The route is one of the oldest in London, going back to at least 1851, along with the routes 9 and 11.
In February 1907, the first bus produced by British Automobile Development Co. and Brush Electrical Engineering Co. Ltd. went into service on this route. Tilling-Stevens petrol electric buses were used on route 12, running between Oxford Circus and Peckham. In the 1930s destinations between South Croydon and Brent Cross station were served. By the 1950s, the route operated between South Croydon and Willesden Junction, although buses from Croydon generally ran no further than Oxford Circus and those from Harlesden no further than Dulwich.

The route has been run from a number of garages. The computer scheduling system developed by London Buses in the 1970s is designed for a maximum of four garages operating on any one route; this was derived from route 12, which had four garages operating vehicles on it at the time. During the annual Notting Hill Carnival express services operated as 12X.

Route 12 was shortened to terminate at Norwood Junction in 1972, with new route 12A (later 312 and now 197) taking over between South Croydon and Peckham. On 25 October 1986, the route was reduced to operate only between Penge and East Acton. From 14 August 1988, route 12 was curtailed south of Dulwich Library, capacity being maintained by extending route 78 from Dulwich to Forest Hill and route 176 from Forest Hill to Penge. The western terminal was cut back to Shepherd's Bush on 13 July 1991 and to Notting Hill Gate on 12 March 1994.

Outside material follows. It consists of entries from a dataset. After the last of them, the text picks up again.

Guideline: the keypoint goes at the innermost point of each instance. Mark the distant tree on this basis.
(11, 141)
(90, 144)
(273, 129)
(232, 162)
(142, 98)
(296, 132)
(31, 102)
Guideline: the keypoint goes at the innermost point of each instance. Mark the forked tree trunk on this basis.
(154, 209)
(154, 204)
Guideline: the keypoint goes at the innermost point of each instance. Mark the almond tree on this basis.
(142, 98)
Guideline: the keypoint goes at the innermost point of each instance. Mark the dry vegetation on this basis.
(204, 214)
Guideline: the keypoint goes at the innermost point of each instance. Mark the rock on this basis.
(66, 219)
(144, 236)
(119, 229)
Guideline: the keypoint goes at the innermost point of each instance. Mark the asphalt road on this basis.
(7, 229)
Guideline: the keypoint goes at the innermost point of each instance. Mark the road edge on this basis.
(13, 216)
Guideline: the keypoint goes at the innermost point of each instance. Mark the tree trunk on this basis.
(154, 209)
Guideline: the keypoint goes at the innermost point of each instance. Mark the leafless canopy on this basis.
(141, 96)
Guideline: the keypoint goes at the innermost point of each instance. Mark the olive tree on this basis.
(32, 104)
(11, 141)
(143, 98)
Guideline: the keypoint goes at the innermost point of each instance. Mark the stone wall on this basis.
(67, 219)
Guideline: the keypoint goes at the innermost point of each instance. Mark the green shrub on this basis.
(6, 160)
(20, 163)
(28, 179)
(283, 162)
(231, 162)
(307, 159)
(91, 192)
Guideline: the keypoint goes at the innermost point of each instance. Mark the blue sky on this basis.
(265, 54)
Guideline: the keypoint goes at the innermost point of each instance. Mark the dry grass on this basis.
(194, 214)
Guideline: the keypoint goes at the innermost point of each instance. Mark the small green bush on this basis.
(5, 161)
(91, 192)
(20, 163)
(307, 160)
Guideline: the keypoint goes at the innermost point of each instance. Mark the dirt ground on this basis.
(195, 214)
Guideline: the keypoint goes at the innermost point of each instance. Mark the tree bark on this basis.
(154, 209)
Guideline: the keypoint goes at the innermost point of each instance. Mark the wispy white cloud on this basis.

The route was operated by AEC Regent III RTs until replaced by AEC Routemasters in 1973.

The route was restructured on 5 November 2004, with the section between Oxford Circus and Notting Hill Gate withdrawn, with route 390 extended. At the same time the Routemasters were replaced by Mercedes-Benz O530G articulated buses.

Free WiFi and passenger information screens were introduced in August 2014 on two buses as part of a trial by Transport for London.

Wright Eclipse Gemini 2 bodied Volvo B9TL and Wright Eclipse Gemini 2 bodied Volvo B5LH double deck buses were introduced on 24 November 2011 as part of the Mayor of London's policy to withdraw articulated buses from London.

London Central successfully retained route 12 with new contracts starting on 6 November 2004 and 5 December 2011 (now as Go-Ahead London).

New Routemasters were introduced on 28 March 2015. The rear platform remains closed at all times except for when the bus is at bus stops.

==Current route==
Route 12 operates via these primary locations:
- Oxford Circus station
- Piccadilly Circus
- Trafalgar Square
- Westminster station
- St Thomas' Hospital
- Lambeth North station
- Elephant & Castle station
- Walworth
- Camberwell Green
- Peckham High Street
- Peckham Rye station
- Dulwich Library

==Cultural significance==
The route passes a number of tourist attractions and landmarks and has been suggested as part of a cheaper alternative to formal bus tours of London.
- Between the stops by Sandi Toksvig is sub-titled The view of My Life from the top of The Number 12 Bus.